I think that there are a lot of benefits to promoting diversity in the workplace. I think that people who are able to work with a variety of people can benefit from it. I don't however think that people should be overlooked in the hiring process just because a workplace is trying to make it more diverse.
I believe there are significant benefits to promoting diversity in the workplace. I believe this is good thing to do to promote acceptance across the population. Promoting diversity is being socially responsible and companies should strive to be socially responsible. When you do right by your employees you're more likely to do right by your customers.
The less diverse a group of people, the less diversity of opinions and thoughts. A major benefit to having an heterogeneous group of people in the workplace, rather than an homogeneous one, is that when issues are addressed the group is likely to come up with more opinions and potential solutions for problems.
Yes, there are significant benefits to promoting diversity in the workplace, because having different points of view on things can help bring new approaches to problem solving. Also, minorities and women will feel more comfortable in the work place if there is a diversity of thought among the other employees.
Let's assume that all human beings have the capacity to be equal, if given the same opportunities. A pretty safe and fair assumption to make.* However, to an employer, the primary goal is to make money through the labor of the employees. Therefore, whoever provides the employer with the best return on the investment of employment should be employed.
This is where diversity quotas damage industry.

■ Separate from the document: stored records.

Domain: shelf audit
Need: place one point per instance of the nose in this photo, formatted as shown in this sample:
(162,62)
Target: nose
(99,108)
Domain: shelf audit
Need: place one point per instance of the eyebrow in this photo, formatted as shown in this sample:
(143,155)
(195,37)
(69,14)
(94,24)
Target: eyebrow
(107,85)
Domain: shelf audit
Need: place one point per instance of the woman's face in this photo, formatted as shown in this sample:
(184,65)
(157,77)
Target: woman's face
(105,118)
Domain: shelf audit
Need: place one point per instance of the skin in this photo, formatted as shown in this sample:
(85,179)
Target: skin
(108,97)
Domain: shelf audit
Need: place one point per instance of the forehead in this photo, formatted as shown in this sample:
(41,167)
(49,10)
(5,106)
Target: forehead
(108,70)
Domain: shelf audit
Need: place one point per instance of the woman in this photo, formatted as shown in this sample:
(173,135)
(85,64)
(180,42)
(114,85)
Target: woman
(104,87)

To hire someone for a reason other than their ability to perform their job role, whether it's nepotism, cronyism or affirmative action, is to recklessly risk profit for the company.
Obviously, affirmative action can be viewed as positive and may improve company image, but realistically, how many people stop and consider what percentage of apple were an ethnic minority before they buy an iPhone? If you're willing to risk your employment base that the company relies on for the minute market share that may or may not come with the cast of the 'It's a small world' ride, you shouldn't be put in a position to make any decisions for a business.
If we can agree everyone is capable of the same outcome with the same opportunities, then it does not matter what colour, gender or orientation an individual is, rather the ability to benefit the company. Playing the identity politics game drives us apart and damages industry. Hard work alone should determine the employee, and if certain people need more help, we should make sure they have the same opportunities as their peers, and nothing more.